El escritor alemán, Premio Nobel en 1999 (también, y el mismo año, Premio Príncipe de Asturias de las Letras, concedido por primera vez a un autor que no escribía en castellano), falleció a los 87 años el pasado día 13 de abril. Fue hombre de vida agitada y polémica que, con independencia de una producción literaria de calidad desigual -según algunos, a partir de 1965 y tras publicar la «Trilogía de Dánzig» en tan solo cuatro años, vio mermada su inspiración-, hizo de él un personaje tan emblemático como controvertido.
Cierto es que los artistas debieran ser juzgados en exclusiva a partir de sus obras; sin embargo, con Grass no reza el consejo, dado que su presencia política y mediática trascendía una dedicación que tampoco se circunscribía a la literatura pese a ser un referente en aquel país. Fue también pintor de acuarelas y aguafuertes, poeta en sus inicios y la implicación política, de variado pelaje, suscitó filias y fobias por un igual.

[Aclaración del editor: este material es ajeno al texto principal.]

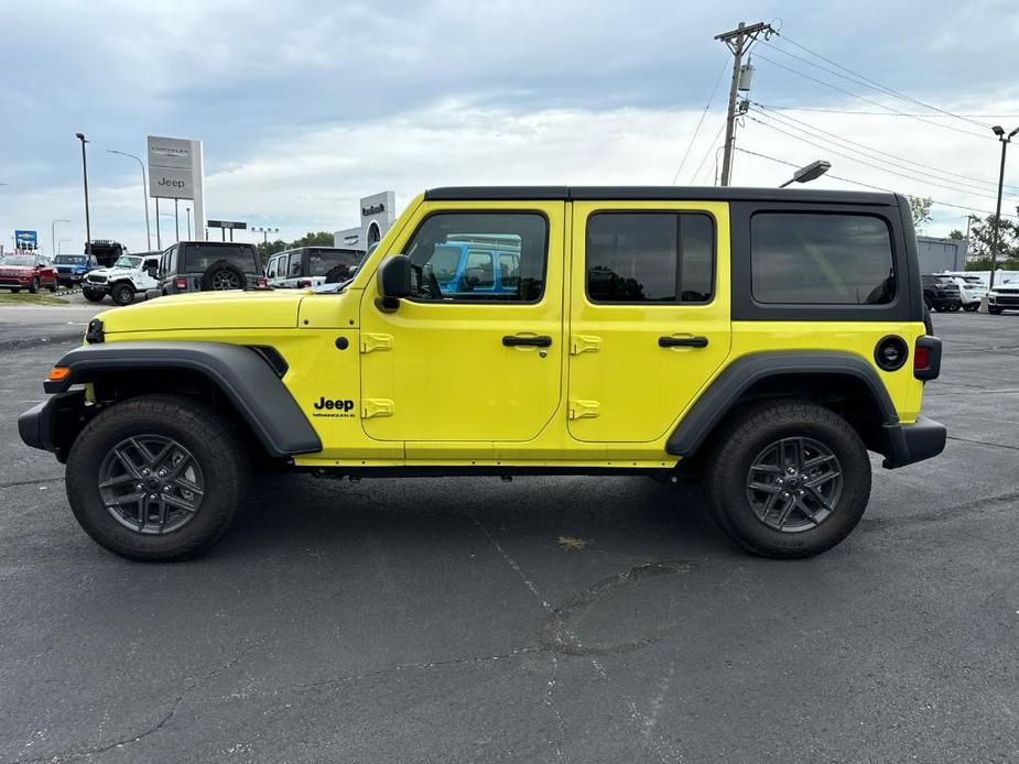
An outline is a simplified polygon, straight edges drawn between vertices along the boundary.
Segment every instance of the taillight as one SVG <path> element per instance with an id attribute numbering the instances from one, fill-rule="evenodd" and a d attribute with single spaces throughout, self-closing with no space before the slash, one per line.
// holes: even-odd
<path id="1" fill-rule="evenodd" d="M 924 335 L 917 338 L 913 348 L 913 376 L 924 382 L 936 380 L 941 373 L 941 340 Z"/>

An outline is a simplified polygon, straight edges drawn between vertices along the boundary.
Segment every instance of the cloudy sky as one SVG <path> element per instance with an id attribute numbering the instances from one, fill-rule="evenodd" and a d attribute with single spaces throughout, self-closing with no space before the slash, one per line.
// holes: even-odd
<path id="1" fill-rule="evenodd" d="M 133 251 L 140 171 L 107 150 L 143 156 L 148 133 L 203 140 L 208 216 L 284 239 L 355 225 L 383 189 L 712 184 L 731 61 L 713 36 L 740 20 L 780 34 L 754 48 L 736 184 L 824 157 L 819 186 L 932 197 L 929 233 L 994 210 L 989 125 L 1019 125 L 1013 1 L 37 0 L 0 6 L 0 241 L 34 228 L 48 251 L 64 218 L 82 251 L 78 131 L 93 237 Z"/>

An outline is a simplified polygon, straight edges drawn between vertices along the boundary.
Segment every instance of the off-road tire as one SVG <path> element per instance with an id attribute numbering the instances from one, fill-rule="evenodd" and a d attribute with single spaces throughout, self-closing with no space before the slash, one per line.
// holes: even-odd
<path id="1" fill-rule="evenodd" d="M 130 305 L 134 302 L 134 287 L 127 282 L 113 284 L 110 287 L 110 299 L 117 305 Z"/>
<path id="2" fill-rule="evenodd" d="M 100 463 L 132 436 L 160 435 L 191 451 L 204 476 L 205 493 L 194 517 L 162 535 L 143 535 L 112 517 L 99 494 Z M 141 395 L 115 403 L 86 425 L 67 458 L 72 512 L 97 544 L 147 563 L 188 559 L 226 533 L 249 477 L 248 451 L 231 424 L 206 404 L 184 395 Z"/>
<path id="3" fill-rule="evenodd" d="M 223 286 L 229 282 L 232 286 Z M 216 292 L 230 290 L 243 290 L 248 286 L 248 277 L 245 272 L 229 260 L 217 260 L 202 274 L 202 291 Z"/>
<path id="4" fill-rule="evenodd" d="M 796 533 L 765 525 L 747 498 L 751 461 L 769 444 L 788 437 L 821 443 L 835 455 L 843 473 L 835 510 L 816 527 Z M 842 542 L 864 515 L 870 498 L 870 460 L 856 430 L 834 412 L 805 401 L 759 403 L 739 412 L 713 440 L 704 491 L 722 530 L 751 554 L 812 557 Z"/>

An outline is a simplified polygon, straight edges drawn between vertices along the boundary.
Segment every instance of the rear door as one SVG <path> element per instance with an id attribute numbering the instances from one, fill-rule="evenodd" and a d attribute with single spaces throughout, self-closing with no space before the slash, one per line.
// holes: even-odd
<path id="1" fill-rule="evenodd" d="M 665 436 L 729 352 L 725 203 L 576 201 L 570 434 Z"/>

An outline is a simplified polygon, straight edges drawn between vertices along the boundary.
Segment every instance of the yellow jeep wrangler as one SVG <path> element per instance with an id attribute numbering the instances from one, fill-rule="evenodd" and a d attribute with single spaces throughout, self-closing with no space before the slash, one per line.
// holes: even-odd
<path id="1" fill-rule="evenodd" d="M 944 448 L 923 310 L 901 196 L 436 188 L 345 283 L 101 314 L 19 427 L 134 559 L 210 547 L 265 465 L 687 472 L 746 549 L 803 557 L 859 521 L 868 450 Z"/>

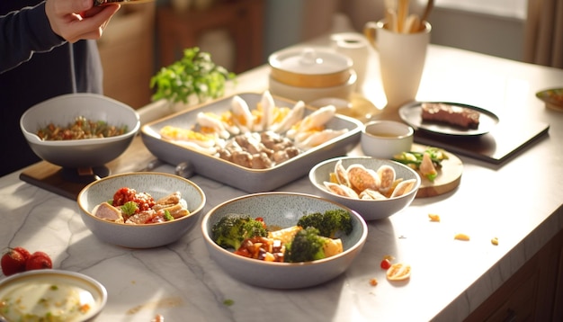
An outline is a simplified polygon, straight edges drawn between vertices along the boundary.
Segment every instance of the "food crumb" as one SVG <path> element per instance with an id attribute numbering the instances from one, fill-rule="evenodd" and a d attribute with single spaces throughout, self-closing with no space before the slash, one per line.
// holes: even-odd
<path id="1" fill-rule="evenodd" d="M 457 239 L 457 240 L 463 240 L 463 241 L 469 241 L 469 237 L 465 235 L 465 234 L 457 234 L 453 239 Z"/>
<path id="2" fill-rule="evenodd" d="M 150 322 L 165 322 L 165 317 L 163 317 L 162 314 L 156 314 L 155 318 L 150 320 Z"/>

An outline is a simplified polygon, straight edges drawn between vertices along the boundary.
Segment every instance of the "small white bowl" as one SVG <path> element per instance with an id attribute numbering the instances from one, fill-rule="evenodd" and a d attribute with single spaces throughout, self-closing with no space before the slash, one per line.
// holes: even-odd
<path id="1" fill-rule="evenodd" d="M 353 230 L 340 237 L 344 252 L 307 263 L 264 262 L 236 255 L 215 244 L 211 228 L 228 214 L 262 217 L 268 226 L 289 228 L 304 214 L 342 209 L 352 214 Z M 273 289 L 300 289 L 330 281 L 343 273 L 360 254 L 368 228 L 365 221 L 347 207 L 314 195 L 294 192 L 262 192 L 225 201 L 210 210 L 201 221 L 205 246 L 213 260 L 233 278 Z"/>
<path id="2" fill-rule="evenodd" d="M 103 285 L 85 274 L 51 269 L 28 271 L 0 282 L 0 302 L 5 306 L 0 320 L 40 320 L 49 315 L 58 321 L 92 321 L 103 309 L 107 298 Z M 81 311 L 76 306 L 88 309 Z"/>
<path id="3" fill-rule="evenodd" d="M 92 214 L 95 206 L 112 199 L 115 192 L 122 187 L 150 193 L 155 200 L 180 192 L 190 214 L 171 221 L 144 225 L 116 223 Z M 78 193 L 77 202 L 82 220 L 98 239 L 130 248 L 150 248 L 183 237 L 199 220 L 205 206 L 205 194 L 197 184 L 181 176 L 140 172 L 114 174 L 94 181 Z"/>
<path id="4" fill-rule="evenodd" d="M 395 121 L 372 121 L 362 130 L 361 146 L 369 157 L 391 159 L 393 156 L 411 150 L 415 130 Z"/>
<path id="5" fill-rule="evenodd" d="M 67 126 L 76 117 L 127 126 L 124 134 L 69 140 L 42 140 L 37 131 L 53 123 Z M 95 94 L 79 93 L 53 97 L 27 110 L 20 120 L 22 132 L 33 152 L 45 161 L 65 168 L 103 166 L 121 155 L 140 128 L 139 116 L 131 107 Z"/>
<path id="6" fill-rule="evenodd" d="M 396 173 L 396 178 L 403 180 L 416 179 L 415 186 L 408 193 L 386 200 L 362 200 L 343 197 L 326 190 L 324 182 L 330 182 L 330 174 L 335 172 L 335 166 L 342 161 L 344 168 L 351 165 L 362 165 L 367 169 L 376 170 L 381 165 L 391 166 Z M 329 159 L 315 165 L 308 174 L 309 181 L 317 188 L 317 193 L 324 198 L 341 203 L 358 213 L 365 220 L 376 220 L 392 216 L 408 207 L 420 187 L 420 176 L 410 167 L 391 160 L 378 159 L 371 157 L 342 157 Z"/>

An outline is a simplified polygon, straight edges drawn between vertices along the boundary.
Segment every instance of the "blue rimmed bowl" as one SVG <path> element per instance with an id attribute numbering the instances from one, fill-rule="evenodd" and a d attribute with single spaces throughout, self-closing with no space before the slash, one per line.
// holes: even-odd
<path id="1" fill-rule="evenodd" d="M 112 200 L 115 192 L 122 187 L 147 192 L 155 200 L 180 192 L 190 214 L 171 221 L 142 225 L 116 223 L 92 214 L 95 206 Z M 86 185 L 77 197 L 82 220 L 98 239 L 130 248 L 157 247 L 182 238 L 198 221 L 205 201 L 205 193 L 192 181 L 178 175 L 149 172 L 107 176 Z"/>
<path id="2" fill-rule="evenodd" d="M 344 252 L 306 263 L 264 262 L 234 254 L 217 245 L 211 228 L 231 213 L 262 217 L 268 227 L 295 226 L 304 214 L 344 210 L 352 214 L 353 231 L 341 236 Z M 294 192 L 262 192 L 225 201 L 210 210 L 201 221 L 207 249 L 213 260 L 230 276 L 243 282 L 272 289 L 300 289 L 317 285 L 342 274 L 365 244 L 368 228 L 355 211 L 317 196 Z"/>

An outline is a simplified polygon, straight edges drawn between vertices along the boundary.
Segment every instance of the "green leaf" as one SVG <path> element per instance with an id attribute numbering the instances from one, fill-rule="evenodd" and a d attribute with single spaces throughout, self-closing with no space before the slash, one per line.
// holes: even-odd
<path id="1" fill-rule="evenodd" d="M 184 49 L 181 59 L 162 67 L 151 77 L 150 88 L 156 89 L 152 98 L 187 103 L 194 95 L 202 103 L 222 96 L 226 81 L 235 77 L 234 73 L 217 66 L 210 53 L 193 47 Z"/>
<path id="2" fill-rule="evenodd" d="M 134 201 L 127 201 L 120 208 L 121 209 L 121 211 L 123 211 L 123 213 L 127 216 L 132 216 L 135 214 L 135 211 L 137 211 L 139 206 Z"/>

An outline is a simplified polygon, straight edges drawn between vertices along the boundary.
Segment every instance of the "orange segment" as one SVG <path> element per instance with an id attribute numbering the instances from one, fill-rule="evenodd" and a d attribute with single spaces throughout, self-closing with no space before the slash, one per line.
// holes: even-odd
<path id="1" fill-rule="evenodd" d="M 389 281 L 404 281 L 410 277 L 410 265 L 397 263 L 387 270 L 387 279 Z"/>

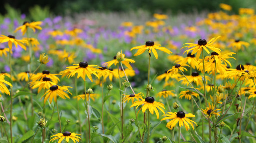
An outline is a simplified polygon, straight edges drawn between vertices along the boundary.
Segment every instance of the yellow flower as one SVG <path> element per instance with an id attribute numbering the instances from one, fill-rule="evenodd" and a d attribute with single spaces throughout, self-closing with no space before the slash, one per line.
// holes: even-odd
<path id="1" fill-rule="evenodd" d="M 12 44 L 14 43 L 16 48 L 18 47 L 18 45 L 20 46 L 25 50 L 26 50 L 26 47 L 23 44 L 23 43 L 26 43 L 28 44 L 28 42 L 26 40 L 18 40 L 15 39 L 15 36 L 12 35 L 8 35 L 8 36 L 4 36 L 3 35 L 0 35 L 0 42 L 5 43 L 8 42 L 8 45 L 9 48 L 12 48 Z"/>
<path id="2" fill-rule="evenodd" d="M 214 47 L 212 45 L 212 44 L 216 41 L 219 38 L 220 38 L 221 36 L 218 36 L 217 38 L 212 38 L 212 39 L 210 40 L 210 41 L 207 43 L 206 42 L 206 40 L 205 39 L 200 39 L 198 40 L 198 41 L 197 42 L 197 44 L 194 44 L 194 43 L 186 43 L 184 44 L 187 44 L 189 45 L 188 46 L 186 46 L 182 48 L 183 48 L 184 47 L 188 47 L 189 48 L 188 50 L 186 50 L 184 53 L 187 52 L 187 54 L 189 53 L 189 51 L 192 51 L 191 54 L 193 55 L 195 54 L 196 53 L 197 53 L 197 55 L 196 56 L 196 57 L 197 58 L 197 59 L 198 60 L 199 58 L 199 56 L 200 56 L 200 54 L 201 52 L 203 51 L 203 49 L 205 50 L 205 51 L 207 52 L 207 53 L 209 54 L 210 52 L 207 49 L 207 48 L 209 48 L 209 49 L 213 50 L 213 51 L 217 53 L 219 55 L 221 54 L 221 50 L 219 48 L 217 48 Z M 192 48 L 193 47 L 193 48 Z M 189 49 L 190 48 L 190 49 Z"/>
<path id="3" fill-rule="evenodd" d="M 129 101 L 130 101 L 130 100 L 132 100 L 132 104 L 133 104 L 134 102 L 134 99 L 137 99 L 137 100 L 139 101 L 140 99 L 143 99 L 142 98 L 142 97 L 141 97 L 141 96 L 144 96 L 143 95 L 143 94 L 141 92 L 135 94 L 132 94 L 129 95 L 125 94 L 123 94 L 123 95 L 124 96 L 122 99 L 123 103 L 125 103 L 125 102 L 127 102 L 127 103 L 129 103 Z"/>
<path id="4" fill-rule="evenodd" d="M 2 93 L 5 93 L 7 95 L 10 95 L 10 91 L 9 91 L 8 88 L 7 88 L 5 85 L 3 83 L 12 87 L 12 85 L 11 85 L 10 82 L 7 82 L 4 80 L 4 74 L 2 74 L 0 75 L 0 91 L 1 91 L 1 92 Z M 0 97 L 2 97 L 1 94 L 0 94 Z"/>
<path id="5" fill-rule="evenodd" d="M 157 93 L 157 97 L 161 98 L 161 97 L 163 96 L 164 98 L 166 98 L 170 95 L 172 95 L 173 97 L 175 96 L 175 94 L 172 92 L 174 92 L 174 90 L 167 90 L 166 89 L 163 89 L 162 91 Z"/>
<path id="6" fill-rule="evenodd" d="M 67 92 L 72 95 L 72 93 L 69 92 L 69 90 L 68 89 L 68 88 L 72 87 L 66 86 L 59 86 L 58 85 L 53 85 L 50 87 L 50 90 L 47 91 L 43 96 L 42 96 L 41 100 L 42 100 L 42 98 L 45 96 L 45 97 L 44 98 L 44 103 L 46 102 L 47 100 L 48 100 L 49 98 L 50 98 L 50 103 L 51 103 L 52 99 L 53 98 L 54 98 L 55 102 L 57 101 L 57 95 L 58 95 L 64 99 L 66 99 L 65 96 L 67 97 L 68 99 L 70 99 L 68 95 L 64 92 Z"/>
<path id="7" fill-rule="evenodd" d="M 159 113 L 157 109 L 160 110 L 160 111 L 164 114 L 165 112 L 161 108 L 165 109 L 165 107 L 163 103 L 160 102 L 155 101 L 155 99 L 153 97 L 147 97 L 146 98 L 143 99 L 140 101 L 136 101 L 130 107 L 130 108 L 137 106 L 136 108 L 141 105 L 143 105 L 142 107 L 141 108 L 139 111 L 142 109 L 142 112 L 144 113 L 147 109 L 148 109 L 149 112 L 152 114 L 154 114 L 154 112 L 156 112 L 157 115 L 157 118 L 159 118 Z M 139 112 L 140 112 L 139 111 Z M 139 113 L 138 112 L 138 113 Z"/>
<path id="8" fill-rule="evenodd" d="M 2 56 L 4 54 L 5 57 L 7 57 L 7 52 L 10 52 L 10 48 L 0 48 L 0 56 Z M 12 51 L 10 51 L 10 53 L 12 54 Z"/>
<path id="9" fill-rule="evenodd" d="M 66 131 L 63 133 L 58 133 L 57 134 L 51 136 L 51 137 L 56 137 L 51 139 L 51 140 L 50 140 L 50 142 L 58 139 L 59 139 L 59 142 L 58 142 L 58 143 L 61 143 L 61 141 L 62 141 L 63 140 L 64 140 L 64 139 L 66 139 L 67 143 L 68 143 L 68 142 L 69 142 L 69 139 L 70 139 L 72 140 L 73 140 L 73 142 L 74 142 L 74 143 L 76 143 L 76 141 L 77 141 L 77 142 L 79 142 L 79 139 L 81 139 L 81 138 L 80 138 L 80 137 L 79 136 L 76 136 L 78 135 L 81 135 L 81 134 L 68 131 Z"/>
<path id="10" fill-rule="evenodd" d="M 29 23 L 27 21 L 25 21 L 23 23 L 22 26 L 20 26 L 15 30 L 14 32 L 16 32 L 19 30 L 21 30 L 22 32 L 22 35 L 24 35 L 25 33 L 26 33 L 26 31 L 27 30 L 27 27 L 29 27 L 31 29 L 33 29 L 34 32 L 35 32 L 35 29 L 42 30 L 42 27 L 40 27 L 39 25 L 42 24 L 42 21 L 37 21 L 37 22 L 32 22 Z"/>
<path id="11" fill-rule="evenodd" d="M 164 120 L 169 120 L 172 119 L 170 121 L 168 122 L 166 124 L 166 127 L 170 129 L 173 129 L 173 128 L 179 122 L 179 126 L 180 127 L 183 126 L 184 125 L 186 130 L 188 131 L 189 129 L 189 124 L 190 124 L 191 127 L 194 130 L 194 126 L 192 122 L 197 124 L 196 122 L 193 121 L 187 118 L 188 117 L 195 117 L 195 115 L 191 113 L 188 113 L 185 114 L 183 111 L 179 111 L 178 112 L 167 112 L 167 114 L 164 115 L 164 116 L 167 116 L 168 117 L 165 117 L 161 121 Z"/>
<path id="12" fill-rule="evenodd" d="M 173 75 L 173 74 L 177 74 L 178 73 L 178 72 L 179 72 L 179 70 L 181 70 L 182 72 L 184 72 L 184 70 L 186 70 L 186 71 L 188 71 L 187 69 L 185 68 L 182 67 L 183 66 L 188 66 L 189 65 L 187 64 L 183 64 L 183 65 L 180 65 L 180 64 L 176 64 L 175 66 L 173 66 L 172 67 L 172 69 L 169 69 L 168 71 L 167 71 L 167 73 L 169 73 L 169 72 L 171 72 L 171 75 Z"/>
<path id="13" fill-rule="evenodd" d="M 99 67 L 96 65 L 88 65 L 86 62 L 81 62 L 79 64 L 74 64 L 72 66 L 67 67 L 66 68 L 67 69 L 65 70 L 63 72 L 70 72 L 68 75 L 68 78 L 70 76 L 73 77 L 76 73 L 77 73 L 77 79 L 81 77 L 84 81 L 85 81 L 85 76 L 87 76 L 88 78 L 93 82 L 92 77 L 91 74 L 94 74 L 98 78 L 99 78 L 99 76 L 96 72 L 100 72 L 100 70 L 95 68 L 99 68 Z"/>
<path id="14" fill-rule="evenodd" d="M 211 118 L 211 116 L 212 116 L 213 114 L 218 116 L 220 116 L 219 113 L 221 113 L 221 112 L 219 112 L 219 111 L 217 111 L 221 110 L 221 109 L 216 109 L 214 110 L 215 105 L 213 105 L 213 104 L 212 104 L 212 106 L 211 106 L 210 102 L 208 102 L 208 107 L 206 107 L 206 109 L 203 109 L 201 108 L 203 111 L 203 113 L 207 115 L 206 116 L 209 116 L 209 118 Z"/>
<path id="15" fill-rule="evenodd" d="M 185 97 L 185 99 L 189 99 L 190 100 L 191 99 L 192 95 L 197 98 L 197 96 L 198 96 L 199 95 L 191 91 L 187 90 L 181 91 L 181 93 L 180 93 L 180 94 L 179 94 L 179 95 L 180 96 L 180 97 L 179 97 L 179 98 L 182 99 L 182 97 Z"/>
<path id="16" fill-rule="evenodd" d="M 49 61 L 50 61 L 50 59 L 49 58 L 49 57 L 48 57 L 48 55 L 45 55 L 45 53 L 42 53 L 40 55 L 39 61 L 41 64 L 46 64 L 49 62 Z"/>
<path id="17" fill-rule="evenodd" d="M 157 59 L 158 55 L 157 55 L 157 52 L 156 52 L 156 49 L 158 49 L 159 50 L 165 52 L 165 53 L 168 53 L 168 54 L 170 54 L 172 52 L 168 49 L 166 49 L 164 47 L 159 47 L 161 46 L 160 44 L 155 45 L 155 43 L 153 41 L 148 41 L 146 42 L 146 44 L 145 45 L 141 45 L 139 46 L 136 46 L 131 49 L 131 51 L 133 49 L 138 49 L 137 53 L 134 54 L 134 56 L 136 56 L 142 54 L 143 52 L 146 51 L 146 50 L 148 49 L 148 52 L 149 54 L 151 53 L 151 50 L 152 50 L 153 53 L 154 55 L 155 55 L 155 57 Z"/>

Su pertenencia a las juventudes hitlerianas durante la adolescencia, o la participación en la campaña electoral del Partido Socialdemócrata, allá por los sesenta, revelan a las claras una evolución ideológica que no le acarreó siempre parabienes, como tampoco el crear una Fundación para la protección del pueblo gitano.
Ha fallecido un escritor «político» en la línea de Sartre, Brecht o Malraux, y tal vez sus explícitas adscripciones motivasen la desigual acogida de sus obras, porque si bien hay consenso respecto al mérito de las primeras («El tambor de hojalata» en 1959, «El gato y el ratón» (1961) o «Años de perro» en 1963), otras posteriores no tuvieron igual reconocimiento. «Es cuento largo», sobre la reunificación de Alemania, motivó que se refiriesen a él, junto a otros, como «Pájaros que ensucian el propio nido», y otra de sus novelas, «La rata», fue calificada por el entonces crítico literario más conocido, Reich Ranicki, como «Una catástrofe».
No obstante, y pese a no estar legitimado para emitir juicio de valor alguno sobre el conjunto de una obra que sólo conozco parcialmente, me gustaba que un «intelectual» de su talla (y entrecomillo porque sobre la definición de intelectual habría mucho que hablar) abandonase la torre de marfil en la que podría haber permanecido, ahíto de aplausos, para rebozarse en la cotidianidad de los tiempos que le tocó vivir. Y, encima, con su inseparable pipa como una seña más de identidad. En suma: que me caía bien. Y he querido dejar constancia, siquiera para mi propia memoria, antes de que el tiempo amarillo se pose también sobre su fotografía. Como ocurre tras morir.